One dump site, Payatas, was shut after a landslide last July killed more than 200 scavengers who lived there.
The city authorities closed the other major landfill, 30km east of the capital, on December 31 when its operating contract expired. They reopened it in January temporarily after residents began dumping garbage in the streets. (Theoretically, the 1999 Clean Air Act bans incineration.) Manila has yet to identify a new landfill site.
Cabacang's institute has developed its micro-organism for use in a bio-reactor, which costs 220,000 pesos (HK$35,200). He says this is an affordable investment by which communities and private firms can earn income. "There's a 20 to 40 per cent rate of return on investment, depending on the complexity of the system," he says, adding that the institute hopes to transfer some of the technology to interested groups by May.
Media reports say that 80 per cent of Manila's garbage is recyclable.
The Philippines' small recycling industry, which has tapped only six per cent of that, is already valued at one billion pesos annually and employs 40,000 to 50,000 people, they add.
"Economically, recycling can be less expensive than traditional disposal oriented systems," says a study commissioned by environmental group Greenpeace. "Recycling requires less capital and operating expenses. Furthermore, it sets the foundation for new recycling businesses and increases employment."

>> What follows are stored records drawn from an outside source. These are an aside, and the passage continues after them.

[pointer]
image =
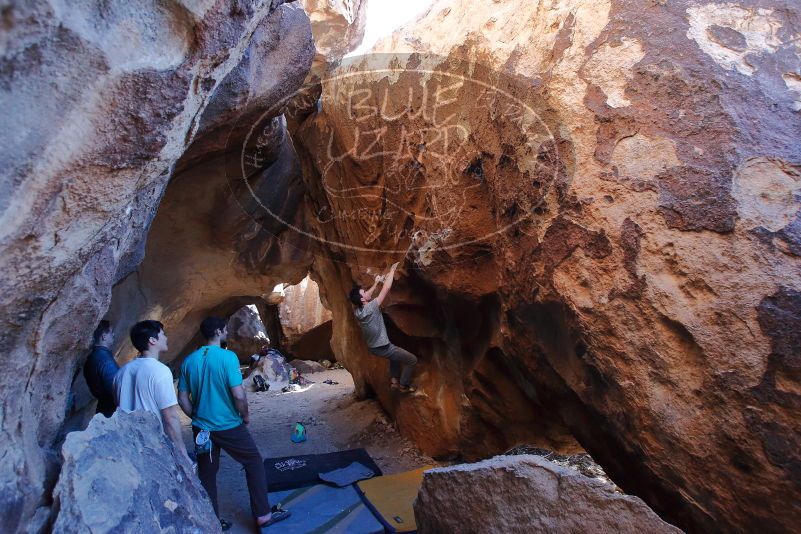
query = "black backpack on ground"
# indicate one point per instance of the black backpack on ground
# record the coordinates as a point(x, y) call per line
point(260, 384)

Estaw Consultancy and Construction of Environmental Technology (ECCE) is a private firm offering technology to make organic fertilisers and hollow blocks from treated waste.
Combined with cement and water, the blocks - made from enzyme-treated solid waste - are about 1.5 times stronger and cost about half the retail price of regular cement blocks, says ECCE's Victor Rojo.
Another firm, Mapecon, which makes "green charcoal" from biodegradable waste, says its facility costs only about eight million pesos and can be built in an area of around 1,000 square metres. Mapecon powers its facility using "green charcoal".
"It's an attractive investment for a community. It's a legacy," says Alex Santiago, international consultant for Mapecon.
The first step in recycling is separating the waste at source into biodegradable and non-biodegradable, but some households seem reluctant to do that, non-government groups say.
"The problem is that the residents do not want to segregate their garbage in the kitchen," says Leonarda Camacho of one such organisation, Linis-Ganda (or "clean and beautiful", in Filipino). Linis-Ganda, which buys waste from Manila homes, says some 300,000 households out of a total of 1.6 million separate their garbage. It hopes to reach another 300,000 homes by the end of 2001.
Von Hernandez, Southeast Asia regional director for Greenpeace, says an infrastructure for effective recycling has yet to be established and households see their effort as an "exercise in futility" when garbage trucks sweep their rubbish into a single pile.

"The thing is, no solution is going to be easy. It requires creativity, vision and leadership," he says, welcoming the attitude of the Arroyo government.

"It's not a perfect law, but it pushes the Government in the right direction," he says.